Kaldı ki Uygur Türkleri, Azeriler bu millete Filistin’den de Afrin’den de daha yakındır. Çünkü hem din hem dil hem de soy birliğimiz var.

Bugün bu sivil toplum örgütlerinin üyeleri içinde binlerce Uygur kökenli insanımız bulunuyor. Muhafazakâr sivil toplum örgütlerinin bu hususa dikkat çekmemesi büyük bir tutarsızlık örneğidir. Sorarsanız “biz bu konu ile ilgili gerekli açıklamayı yaptık” deyip işin içinden sıyrılacaklardır.

Kamuoyu, sivil toplum örgütlerinden Uygur Türkleri ile ilgili samimi davranmalarını, konuyu gündemde tutmalarını istiyor. Mazlumdan yana olduğumuzu her fırsatta dile getiriyoruz ama Uygur Türkleri’nin dramını da görmezden geliyoruz.

Siyasi bir getirisi olmadığı için Uygur Türkleri’nin dramını görmezden gelen sivil toplum örgütleri ve sendikalar samimiyet testinden ikmale kalmıştır.

Sivil toplum örgütlerinin ve sendikaların toplumsal olaylara iktidarların rengine bakarak duyarlılık gösterip göstermeme eğilimi sivil toplum örgütleri yöneticilerinin entelektüel birikimi ile ilgilidir aynı zamanda.

İnanç soykırımının yaşandığı Doğu Türkistan özerk bölgesindeki drama sessiz kalan sivil toplum ve sendika yöneticileri talimatla değil, yasaların kendilerine verdikleri yetkiye dayanarak hareket etmelidirler.

Kamu çalışanlarının ekonomik kayıplarına seyirci kalan yetkili memur sendikaları Sincan-Uygur Türkleri’nin Çin tarafından uğradığı inanç soykırımına sessiz kalmayı sürdürecekler mi?

Yoksa yine işine gelmediği için “bu konu siyasetin konusu” deyip topu taca mı atacaklar?

Ezcümle; kamuoyunda güven kaybeden siyasi partilerin ivedi bir şekilde yönetimlerinde değişikliğe gitmeleri ne kadar doğruysa üyeleri nezdinde güven ve itibarını kaybeden sivil toplum ve sendika yönetimlerinin yenilenmesi de o kadar doğrudur.

Kamu çalışanları yetkili memur sendikalarının ekonomik ve sosyal haklarının iyileştirilmesi yönünde gösteremedikleri çabayı unutmuş değil.
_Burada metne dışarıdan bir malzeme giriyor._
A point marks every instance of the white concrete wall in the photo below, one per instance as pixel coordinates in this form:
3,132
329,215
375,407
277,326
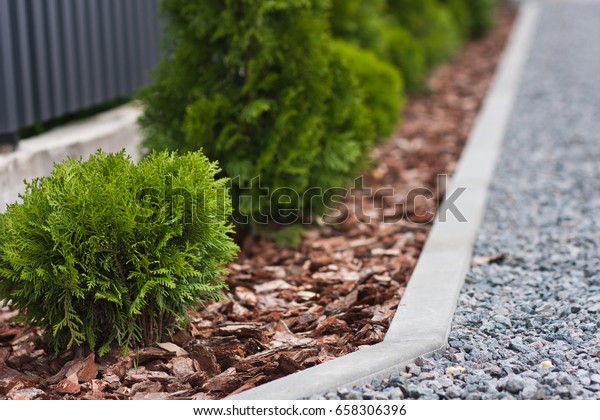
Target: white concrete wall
110,131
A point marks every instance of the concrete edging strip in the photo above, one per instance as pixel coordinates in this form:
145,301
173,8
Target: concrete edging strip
423,318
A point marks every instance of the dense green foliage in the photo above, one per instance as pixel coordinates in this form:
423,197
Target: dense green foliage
380,84
473,17
260,87
108,251
413,35
369,25
432,24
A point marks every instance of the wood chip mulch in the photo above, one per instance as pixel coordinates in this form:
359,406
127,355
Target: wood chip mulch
290,309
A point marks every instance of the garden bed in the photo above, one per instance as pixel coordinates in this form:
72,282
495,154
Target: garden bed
290,308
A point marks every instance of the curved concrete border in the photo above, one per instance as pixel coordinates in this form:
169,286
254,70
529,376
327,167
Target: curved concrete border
111,131
423,319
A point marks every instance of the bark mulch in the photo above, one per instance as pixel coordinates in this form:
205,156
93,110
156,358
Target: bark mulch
290,309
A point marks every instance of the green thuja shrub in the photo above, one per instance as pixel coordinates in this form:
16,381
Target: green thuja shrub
380,84
361,22
482,16
407,54
369,25
257,86
106,251
474,18
432,24
461,14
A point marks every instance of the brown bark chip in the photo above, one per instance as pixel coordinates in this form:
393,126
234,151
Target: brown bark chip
289,309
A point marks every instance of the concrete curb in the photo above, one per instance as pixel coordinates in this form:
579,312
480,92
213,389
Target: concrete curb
111,131
423,319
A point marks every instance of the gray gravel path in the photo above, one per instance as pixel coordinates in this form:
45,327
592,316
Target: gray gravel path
527,322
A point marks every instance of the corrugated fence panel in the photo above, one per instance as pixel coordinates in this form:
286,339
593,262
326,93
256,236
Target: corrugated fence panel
61,56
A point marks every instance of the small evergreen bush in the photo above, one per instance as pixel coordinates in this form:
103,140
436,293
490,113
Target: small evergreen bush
369,25
473,17
380,84
107,251
482,16
259,87
432,25
408,55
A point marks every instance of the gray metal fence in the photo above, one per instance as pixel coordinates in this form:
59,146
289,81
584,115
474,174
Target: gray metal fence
61,56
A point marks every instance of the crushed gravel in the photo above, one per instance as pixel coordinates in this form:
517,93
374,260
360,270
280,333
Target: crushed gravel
527,321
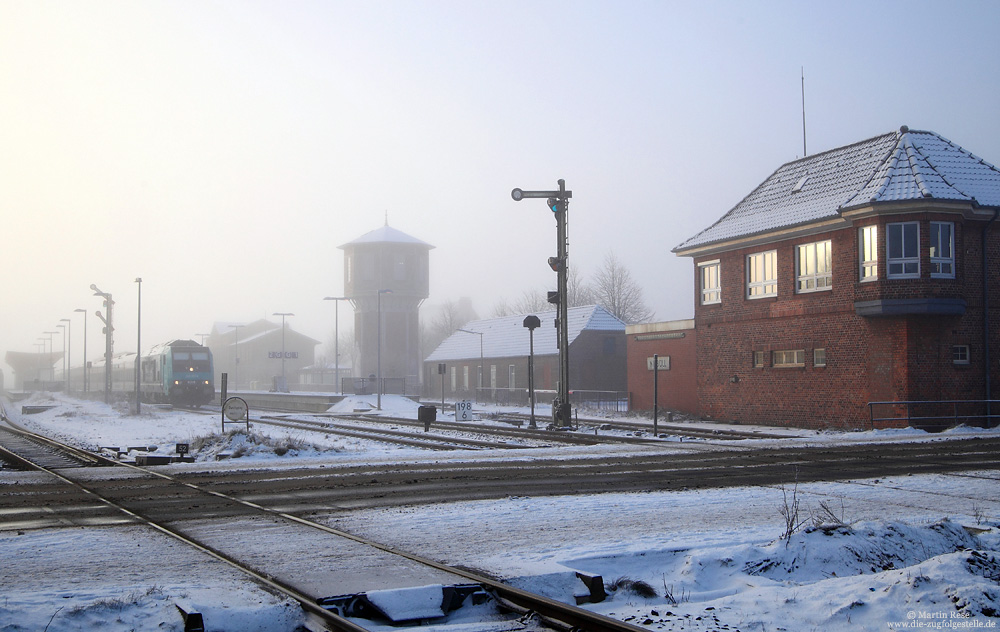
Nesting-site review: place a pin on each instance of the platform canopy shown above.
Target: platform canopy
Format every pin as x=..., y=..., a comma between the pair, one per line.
x=28, y=365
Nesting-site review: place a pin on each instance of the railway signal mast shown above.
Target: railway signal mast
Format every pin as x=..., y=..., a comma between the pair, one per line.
x=558, y=203
x=108, y=339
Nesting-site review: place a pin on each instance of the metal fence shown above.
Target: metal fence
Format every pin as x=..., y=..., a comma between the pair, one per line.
x=613, y=401
x=936, y=415
x=390, y=386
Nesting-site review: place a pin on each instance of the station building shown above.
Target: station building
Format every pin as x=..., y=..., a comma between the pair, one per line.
x=253, y=355
x=494, y=353
x=867, y=273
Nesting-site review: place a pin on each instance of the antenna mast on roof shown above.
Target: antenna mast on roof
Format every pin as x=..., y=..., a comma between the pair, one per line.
x=804, y=152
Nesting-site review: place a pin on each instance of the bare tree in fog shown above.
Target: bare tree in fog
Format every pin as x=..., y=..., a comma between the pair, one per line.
x=529, y=302
x=616, y=291
x=579, y=292
x=450, y=316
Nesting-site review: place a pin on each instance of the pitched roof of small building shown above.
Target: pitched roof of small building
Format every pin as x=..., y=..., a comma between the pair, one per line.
x=506, y=337
x=900, y=166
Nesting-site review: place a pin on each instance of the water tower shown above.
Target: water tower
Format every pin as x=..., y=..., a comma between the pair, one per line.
x=386, y=275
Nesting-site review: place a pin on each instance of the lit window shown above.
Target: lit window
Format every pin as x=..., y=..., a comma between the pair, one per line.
x=903, y=250
x=711, y=290
x=868, y=250
x=762, y=274
x=789, y=358
x=943, y=250
x=819, y=357
x=815, y=267
x=960, y=354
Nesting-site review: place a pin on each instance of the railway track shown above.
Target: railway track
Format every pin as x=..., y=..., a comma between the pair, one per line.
x=141, y=500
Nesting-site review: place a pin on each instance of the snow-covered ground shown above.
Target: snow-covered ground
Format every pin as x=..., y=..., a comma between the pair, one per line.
x=912, y=552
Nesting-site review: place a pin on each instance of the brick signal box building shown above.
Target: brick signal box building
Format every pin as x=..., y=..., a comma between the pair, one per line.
x=866, y=273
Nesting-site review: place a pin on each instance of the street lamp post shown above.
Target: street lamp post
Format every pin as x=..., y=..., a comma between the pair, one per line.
x=68, y=350
x=480, y=334
x=138, y=349
x=38, y=369
x=336, y=338
x=52, y=370
x=108, y=338
x=284, y=382
x=236, y=352
x=84, y=312
x=532, y=322
x=378, y=363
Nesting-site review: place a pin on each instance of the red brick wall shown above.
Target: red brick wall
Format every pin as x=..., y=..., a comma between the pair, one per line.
x=868, y=358
x=677, y=387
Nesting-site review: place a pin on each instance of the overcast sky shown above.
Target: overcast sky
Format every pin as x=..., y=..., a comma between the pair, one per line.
x=223, y=150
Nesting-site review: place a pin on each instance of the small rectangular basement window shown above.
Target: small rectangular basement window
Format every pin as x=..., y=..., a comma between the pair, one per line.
x=789, y=358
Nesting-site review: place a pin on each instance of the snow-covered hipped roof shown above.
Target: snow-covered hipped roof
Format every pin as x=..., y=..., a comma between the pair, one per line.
x=896, y=167
x=387, y=235
x=507, y=337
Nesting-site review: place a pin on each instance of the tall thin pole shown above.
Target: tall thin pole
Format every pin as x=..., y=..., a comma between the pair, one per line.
x=236, y=352
x=656, y=390
x=69, y=354
x=378, y=353
x=63, y=327
x=84, y=312
x=138, y=350
x=336, y=338
x=804, y=152
x=562, y=233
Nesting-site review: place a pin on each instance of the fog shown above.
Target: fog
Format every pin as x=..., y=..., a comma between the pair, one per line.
x=222, y=151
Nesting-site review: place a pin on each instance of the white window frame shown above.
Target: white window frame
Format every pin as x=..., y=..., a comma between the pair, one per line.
x=907, y=264
x=709, y=282
x=762, y=274
x=960, y=354
x=759, y=359
x=942, y=267
x=817, y=258
x=788, y=358
x=819, y=356
x=868, y=253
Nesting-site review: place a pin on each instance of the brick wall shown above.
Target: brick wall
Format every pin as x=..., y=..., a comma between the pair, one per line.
x=867, y=358
x=677, y=388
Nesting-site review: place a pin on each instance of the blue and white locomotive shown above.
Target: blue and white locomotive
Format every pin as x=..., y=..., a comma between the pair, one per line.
x=178, y=372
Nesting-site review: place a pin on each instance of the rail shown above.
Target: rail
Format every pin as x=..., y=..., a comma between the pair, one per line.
x=936, y=415
x=614, y=401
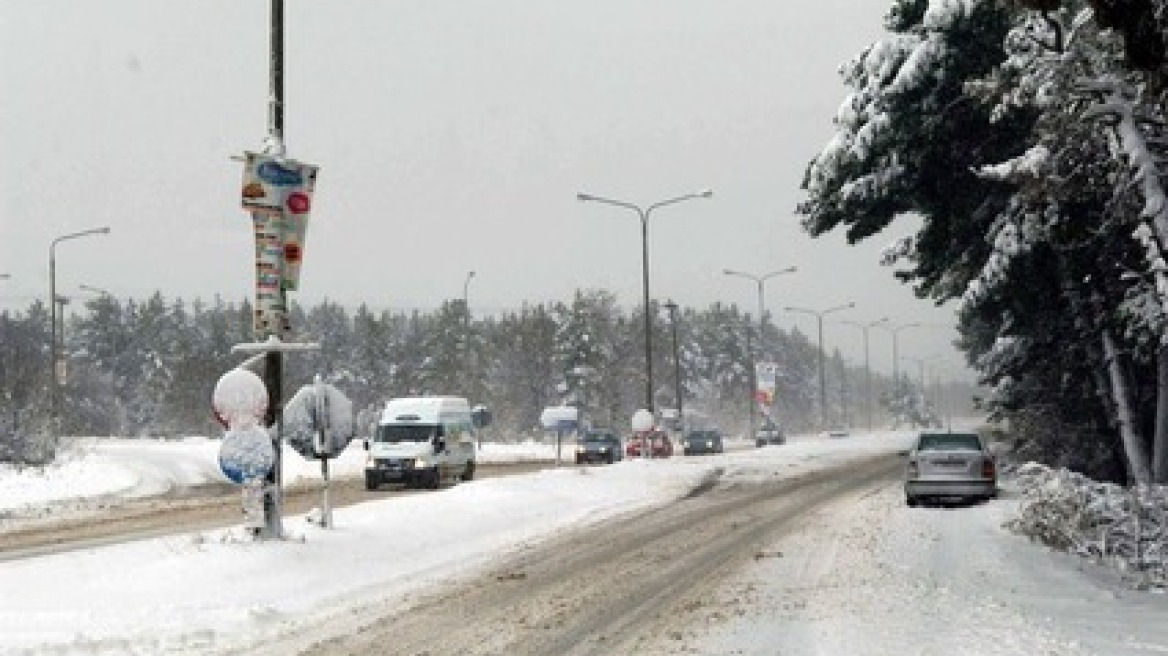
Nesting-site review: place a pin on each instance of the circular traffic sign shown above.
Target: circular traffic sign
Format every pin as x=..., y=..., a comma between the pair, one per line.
x=247, y=454
x=240, y=398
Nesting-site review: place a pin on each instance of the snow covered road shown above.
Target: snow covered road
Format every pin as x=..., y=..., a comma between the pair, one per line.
x=860, y=573
x=871, y=577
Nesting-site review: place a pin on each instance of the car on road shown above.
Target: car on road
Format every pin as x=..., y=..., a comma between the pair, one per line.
x=702, y=441
x=770, y=434
x=950, y=466
x=598, y=446
x=659, y=445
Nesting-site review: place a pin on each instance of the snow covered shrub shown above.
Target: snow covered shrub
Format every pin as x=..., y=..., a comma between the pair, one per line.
x=1121, y=527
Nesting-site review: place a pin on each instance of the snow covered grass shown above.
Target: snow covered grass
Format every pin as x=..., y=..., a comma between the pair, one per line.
x=217, y=591
x=1125, y=528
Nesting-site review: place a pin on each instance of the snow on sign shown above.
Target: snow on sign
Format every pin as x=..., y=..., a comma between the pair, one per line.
x=240, y=398
x=247, y=454
x=318, y=421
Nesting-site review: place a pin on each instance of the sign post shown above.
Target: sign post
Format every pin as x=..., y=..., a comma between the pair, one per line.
x=320, y=424
x=277, y=192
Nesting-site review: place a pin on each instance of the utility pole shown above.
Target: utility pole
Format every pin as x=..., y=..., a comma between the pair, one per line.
x=676, y=362
x=273, y=360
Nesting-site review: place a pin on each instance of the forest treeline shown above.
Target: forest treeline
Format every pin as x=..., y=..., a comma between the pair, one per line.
x=147, y=368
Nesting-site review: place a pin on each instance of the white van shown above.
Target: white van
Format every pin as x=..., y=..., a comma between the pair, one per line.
x=421, y=441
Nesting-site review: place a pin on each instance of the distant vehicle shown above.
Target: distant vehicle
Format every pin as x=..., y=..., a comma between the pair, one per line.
x=598, y=446
x=421, y=441
x=702, y=441
x=770, y=434
x=945, y=466
x=659, y=445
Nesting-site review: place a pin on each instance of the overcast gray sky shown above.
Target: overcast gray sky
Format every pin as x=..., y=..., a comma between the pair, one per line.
x=451, y=135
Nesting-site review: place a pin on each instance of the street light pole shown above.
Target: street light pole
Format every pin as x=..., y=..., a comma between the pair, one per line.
x=822, y=378
x=868, y=370
x=676, y=362
x=54, y=382
x=758, y=281
x=896, y=354
x=94, y=290
x=466, y=328
x=644, y=215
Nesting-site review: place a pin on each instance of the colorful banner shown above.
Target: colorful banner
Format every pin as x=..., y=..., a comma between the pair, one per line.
x=283, y=189
x=271, y=307
x=278, y=194
x=766, y=376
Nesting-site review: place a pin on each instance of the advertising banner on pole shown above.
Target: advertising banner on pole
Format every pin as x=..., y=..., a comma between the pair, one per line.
x=766, y=374
x=271, y=307
x=278, y=194
x=283, y=189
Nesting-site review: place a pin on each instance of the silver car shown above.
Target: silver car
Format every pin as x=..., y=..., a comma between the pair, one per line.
x=950, y=466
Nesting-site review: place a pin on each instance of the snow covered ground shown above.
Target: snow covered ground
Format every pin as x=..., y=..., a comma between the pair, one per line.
x=874, y=578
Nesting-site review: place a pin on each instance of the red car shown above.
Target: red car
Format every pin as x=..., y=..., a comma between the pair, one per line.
x=660, y=445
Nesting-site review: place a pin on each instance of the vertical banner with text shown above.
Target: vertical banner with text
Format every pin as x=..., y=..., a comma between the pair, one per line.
x=278, y=194
x=766, y=374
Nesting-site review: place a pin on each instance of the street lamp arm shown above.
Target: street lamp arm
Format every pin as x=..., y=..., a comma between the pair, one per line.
x=779, y=272
x=590, y=197
x=732, y=272
x=801, y=311
x=103, y=230
x=839, y=307
x=702, y=194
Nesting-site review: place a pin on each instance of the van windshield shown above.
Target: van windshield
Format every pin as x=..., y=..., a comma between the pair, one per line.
x=394, y=433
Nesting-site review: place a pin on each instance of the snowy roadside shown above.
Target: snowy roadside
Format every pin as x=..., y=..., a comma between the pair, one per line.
x=96, y=470
x=880, y=578
x=211, y=592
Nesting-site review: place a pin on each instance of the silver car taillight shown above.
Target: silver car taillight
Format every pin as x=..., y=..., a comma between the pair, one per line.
x=987, y=468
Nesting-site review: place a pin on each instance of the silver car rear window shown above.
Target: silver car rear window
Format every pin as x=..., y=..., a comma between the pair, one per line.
x=948, y=441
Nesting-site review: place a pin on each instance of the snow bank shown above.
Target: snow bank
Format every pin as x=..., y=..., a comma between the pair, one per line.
x=1125, y=528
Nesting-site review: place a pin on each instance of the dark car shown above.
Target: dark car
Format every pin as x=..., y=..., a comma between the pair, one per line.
x=660, y=445
x=944, y=466
x=770, y=434
x=598, y=446
x=702, y=441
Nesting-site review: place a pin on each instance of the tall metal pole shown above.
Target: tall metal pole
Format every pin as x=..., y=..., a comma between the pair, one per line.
x=822, y=377
x=466, y=330
x=273, y=360
x=54, y=346
x=896, y=355
x=644, y=215
x=648, y=319
x=752, y=382
x=868, y=369
x=759, y=280
x=676, y=361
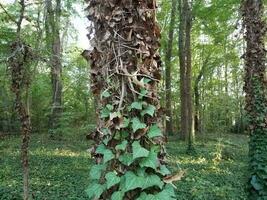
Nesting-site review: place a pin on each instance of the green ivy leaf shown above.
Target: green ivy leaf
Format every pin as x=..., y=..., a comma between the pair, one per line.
x=254, y=182
x=105, y=94
x=142, y=93
x=154, y=131
x=104, y=113
x=136, y=105
x=164, y=170
x=95, y=190
x=114, y=115
x=136, y=124
x=131, y=182
x=96, y=171
x=122, y=146
x=117, y=195
x=150, y=110
x=139, y=151
x=145, y=196
x=108, y=155
x=126, y=159
x=167, y=193
x=150, y=161
x=125, y=123
x=145, y=80
x=152, y=180
x=112, y=179
x=109, y=107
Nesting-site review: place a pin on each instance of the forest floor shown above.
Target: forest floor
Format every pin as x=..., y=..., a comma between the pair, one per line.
x=59, y=170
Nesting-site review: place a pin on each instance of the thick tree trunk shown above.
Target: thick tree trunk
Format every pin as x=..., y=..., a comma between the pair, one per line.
x=168, y=97
x=256, y=95
x=125, y=72
x=54, y=45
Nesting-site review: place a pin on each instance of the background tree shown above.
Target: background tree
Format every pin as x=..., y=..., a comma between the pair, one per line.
x=169, y=55
x=256, y=95
x=52, y=28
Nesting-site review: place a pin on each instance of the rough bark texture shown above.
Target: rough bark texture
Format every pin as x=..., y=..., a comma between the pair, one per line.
x=184, y=117
x=187, y=131
x=197, y=119
x=20, y=83
x=256, y=96
x=52, y=27
x=188, y=79
x=168, y=97
x=125, y=71
x=20, y=76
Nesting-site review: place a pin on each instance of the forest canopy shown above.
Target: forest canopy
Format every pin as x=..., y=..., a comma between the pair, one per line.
x=134, y=99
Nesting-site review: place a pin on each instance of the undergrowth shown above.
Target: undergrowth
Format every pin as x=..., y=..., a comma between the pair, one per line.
x=60, y=169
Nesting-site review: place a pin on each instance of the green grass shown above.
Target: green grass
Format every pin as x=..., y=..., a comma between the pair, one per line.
x=59, y=170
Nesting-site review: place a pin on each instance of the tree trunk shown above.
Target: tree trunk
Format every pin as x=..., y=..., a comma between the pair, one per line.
x=256, y=95
x=184, y=116
x=188, y=26
x=197, y=120
x=54, y=46
x=125, y=70
x=169, y=118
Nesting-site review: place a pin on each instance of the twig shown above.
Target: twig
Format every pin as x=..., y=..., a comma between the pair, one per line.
x=10, y=17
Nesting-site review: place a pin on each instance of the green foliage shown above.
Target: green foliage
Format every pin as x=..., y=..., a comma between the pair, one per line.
x=137, y=124
x=139, y=151
x=154, y=131
x=108, y=155
x=68, y=161
x=112, y=179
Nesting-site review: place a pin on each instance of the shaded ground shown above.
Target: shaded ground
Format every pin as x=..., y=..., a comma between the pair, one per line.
x=60, y=169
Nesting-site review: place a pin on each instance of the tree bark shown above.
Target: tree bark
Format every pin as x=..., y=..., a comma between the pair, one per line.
x=168, y=97
x=188, y=79
x=183, y=96
x=54, y=46
x=256, y=95
x=125, y=71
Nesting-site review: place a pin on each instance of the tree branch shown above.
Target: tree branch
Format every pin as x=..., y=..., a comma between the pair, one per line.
x=10, y=17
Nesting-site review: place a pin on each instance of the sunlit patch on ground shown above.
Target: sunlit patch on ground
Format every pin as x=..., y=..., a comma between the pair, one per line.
x=60, y=169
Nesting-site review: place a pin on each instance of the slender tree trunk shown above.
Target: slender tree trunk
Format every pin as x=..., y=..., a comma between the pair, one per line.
x=188, y=54
x=256, y=95
x=125, y=70
x=54, y=45
x=169, y=118
x=20, y=77
x=197, y=120
x=184, y=115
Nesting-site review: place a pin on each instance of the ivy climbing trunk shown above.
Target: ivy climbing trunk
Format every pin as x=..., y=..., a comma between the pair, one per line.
x=187, y=130
x=256, y=95
x=19, y=64
x=52, y=27
x=126, y=69
x=168, y=95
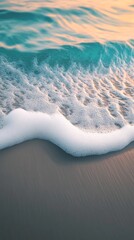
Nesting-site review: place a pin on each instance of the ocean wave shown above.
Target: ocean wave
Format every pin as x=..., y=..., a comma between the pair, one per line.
x=92, y=86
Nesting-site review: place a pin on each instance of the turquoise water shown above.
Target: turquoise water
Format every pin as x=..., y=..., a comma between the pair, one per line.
x=72, y=57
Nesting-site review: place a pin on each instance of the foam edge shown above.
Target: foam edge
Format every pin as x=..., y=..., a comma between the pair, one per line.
x=21, y=125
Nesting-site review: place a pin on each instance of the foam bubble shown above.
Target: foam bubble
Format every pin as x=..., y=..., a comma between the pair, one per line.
x=21, y=125
x=99, y=100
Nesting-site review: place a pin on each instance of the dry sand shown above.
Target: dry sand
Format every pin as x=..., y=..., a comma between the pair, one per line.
x=47, y=194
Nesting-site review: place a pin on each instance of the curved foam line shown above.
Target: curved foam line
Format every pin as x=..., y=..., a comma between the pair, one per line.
x=21, y=125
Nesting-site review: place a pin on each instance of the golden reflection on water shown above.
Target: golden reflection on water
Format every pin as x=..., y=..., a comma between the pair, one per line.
x=115, y=19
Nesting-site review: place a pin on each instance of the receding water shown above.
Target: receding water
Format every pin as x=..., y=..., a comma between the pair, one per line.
x=72, y=57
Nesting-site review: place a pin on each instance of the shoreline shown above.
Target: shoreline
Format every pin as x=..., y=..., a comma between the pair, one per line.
x=48, y=194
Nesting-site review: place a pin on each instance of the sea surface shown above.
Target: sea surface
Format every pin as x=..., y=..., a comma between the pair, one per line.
x=72, y=58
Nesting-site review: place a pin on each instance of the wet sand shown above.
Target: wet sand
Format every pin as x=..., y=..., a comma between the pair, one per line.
x=47, y=194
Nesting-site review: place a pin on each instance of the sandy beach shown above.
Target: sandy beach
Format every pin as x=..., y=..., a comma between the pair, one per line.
x=47, y=194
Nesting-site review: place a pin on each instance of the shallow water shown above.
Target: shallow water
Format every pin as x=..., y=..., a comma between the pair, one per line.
x=76, y=58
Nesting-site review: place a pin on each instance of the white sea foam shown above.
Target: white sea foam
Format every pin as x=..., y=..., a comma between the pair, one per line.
x=101, y=100
x=21, y=125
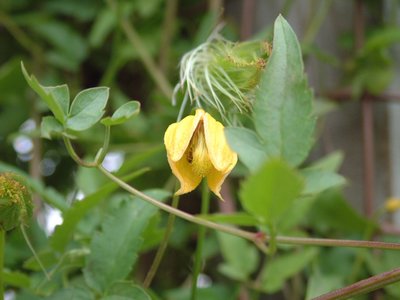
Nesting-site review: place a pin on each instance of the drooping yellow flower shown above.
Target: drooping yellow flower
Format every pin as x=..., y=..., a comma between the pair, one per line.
x=197, y=148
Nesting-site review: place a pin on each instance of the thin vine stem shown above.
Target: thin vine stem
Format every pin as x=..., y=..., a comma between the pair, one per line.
x=205, y=205
x=2, y=244
x=257, y=238
x=364, y=286
x=28, y=242
x=163, y=246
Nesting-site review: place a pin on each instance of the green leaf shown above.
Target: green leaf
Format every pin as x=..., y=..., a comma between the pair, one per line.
x=320, y=283
x=248, y=147
x=281, y=268
x=50, y=127
x=56, y=97
x=324, y=216
x=123, y=114
x=271, y=191
x=16, y=279
x=233, y=248
x=283, y=113
x=74, y=215
x=126, y=291
x=295, y=214
x=318, y=181
x=87, y=108
x=331, y=162
x=115, y=250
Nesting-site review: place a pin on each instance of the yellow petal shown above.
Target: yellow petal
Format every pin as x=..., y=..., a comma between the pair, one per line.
x=177, y=136
x=215, y=179
x=221, y=155
x=187, y=178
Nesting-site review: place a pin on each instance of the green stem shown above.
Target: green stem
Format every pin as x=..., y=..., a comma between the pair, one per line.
x=257, y=238
x=28, y=242
x=103, y=150
x=2, y=244
x=364, y=286
x=143, y=53
x=205, y=204
x=163, y=246
x=75, y=156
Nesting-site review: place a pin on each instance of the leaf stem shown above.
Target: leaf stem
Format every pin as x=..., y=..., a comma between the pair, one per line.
x=205, y=204
x=163, y=246
x=75, y=156
x=364, y=286
x=2, y=244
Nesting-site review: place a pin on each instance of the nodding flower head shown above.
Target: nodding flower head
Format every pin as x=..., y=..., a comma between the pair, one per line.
x=197, y=148
x=222, y=75
x=15, y=201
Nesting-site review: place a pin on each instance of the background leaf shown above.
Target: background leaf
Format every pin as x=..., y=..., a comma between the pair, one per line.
x=281, y=268
x=246, y=144
x=233, y=248
x=271, y=191
x=50, y=127
x=121, y=240
x=123, y=113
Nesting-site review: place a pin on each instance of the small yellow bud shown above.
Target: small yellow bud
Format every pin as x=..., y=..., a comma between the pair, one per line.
x=15, y=201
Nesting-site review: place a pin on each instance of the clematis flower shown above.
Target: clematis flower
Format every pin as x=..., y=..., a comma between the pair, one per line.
x=197, y=148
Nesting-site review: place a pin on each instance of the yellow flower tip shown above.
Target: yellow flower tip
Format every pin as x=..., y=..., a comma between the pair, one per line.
x=392, y=204
x=196, y=149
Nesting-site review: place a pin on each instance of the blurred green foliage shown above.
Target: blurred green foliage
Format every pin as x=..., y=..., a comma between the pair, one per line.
x=107, y=240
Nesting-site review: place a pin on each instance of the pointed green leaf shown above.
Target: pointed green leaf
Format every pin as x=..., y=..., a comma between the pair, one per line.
x=248, y=147
x=56, y=97
x=283, y=114
x=113, y=252
x=123, y=114
x=271, y=191
x=50, y=127
x=87, y=108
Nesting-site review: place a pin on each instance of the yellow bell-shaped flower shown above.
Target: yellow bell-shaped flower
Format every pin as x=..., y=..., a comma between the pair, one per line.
x=197, y=148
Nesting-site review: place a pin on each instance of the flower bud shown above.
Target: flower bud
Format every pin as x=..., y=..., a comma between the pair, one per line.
x=223, y=75
x=15, y=201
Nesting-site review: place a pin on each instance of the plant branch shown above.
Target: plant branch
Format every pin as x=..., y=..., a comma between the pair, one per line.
x=2, y=244
x=205, y=204
x=255, y=237
x=364, y=286
x=138, y=44
x=163, y=246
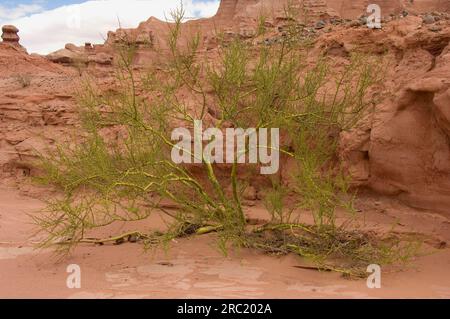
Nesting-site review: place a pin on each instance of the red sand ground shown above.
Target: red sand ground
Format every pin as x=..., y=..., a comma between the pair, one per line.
x=194, y=268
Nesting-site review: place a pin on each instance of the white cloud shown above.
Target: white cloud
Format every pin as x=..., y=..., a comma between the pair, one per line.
x=18, y=11
x=90, y=21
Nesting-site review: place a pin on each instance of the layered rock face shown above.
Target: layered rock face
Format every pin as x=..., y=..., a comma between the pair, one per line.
x=402, y=150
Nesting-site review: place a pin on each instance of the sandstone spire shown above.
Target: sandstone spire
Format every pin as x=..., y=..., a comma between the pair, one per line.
x=10, y=34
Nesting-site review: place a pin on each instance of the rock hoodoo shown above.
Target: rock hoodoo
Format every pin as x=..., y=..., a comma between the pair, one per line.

Sendika üyeleri, göstermelik basın açıklamaları ve göstermelik görüşmeler trafiğinin sadece üyeleri sakinleştirmeye yönelik girişimler olduğunun da farkında.

Üyeler, sivil toplumdan ve sendikalardan Doğu Türkistan’a da Filistin kadar, Afrin kadar, İdlip kadar önem ve değer verilmesini bekliyor.

Doğu Türkistan’ın, her daim polemiğe girip uğrunda tüm enerjinizi tüketmenize sebep olanlar kadar da mı değeri yok?

Samimiyet!

Samimiyet!

Samimiyet!

Vallahi yatacak yeriniz yok!

Ömrüm boyunca bu ülkeyi kötü yönettiği için ne bir iktidarın ne de bir bakanın istifa ettiğine şahit olmadım. Mutlaka bir güç devreye girmiş ya erken seçim olmuştur ya da bir bakan kabine değişikliği adı altında görevden alınmıştır. Böyle enteresanlıkların yaşandığı bir ülkeyiz aynı zamanda. Gelişmiş ülkelerde bu tür durumlar bir onur niteliği taşıdığından kişi yada kurumlar iradesiyle hareket etme erdemini gösterirler. Biz de ise ille de bir zorlama yada kamuoyu baskısı olacak ki zatı muhteremler istifa etsin.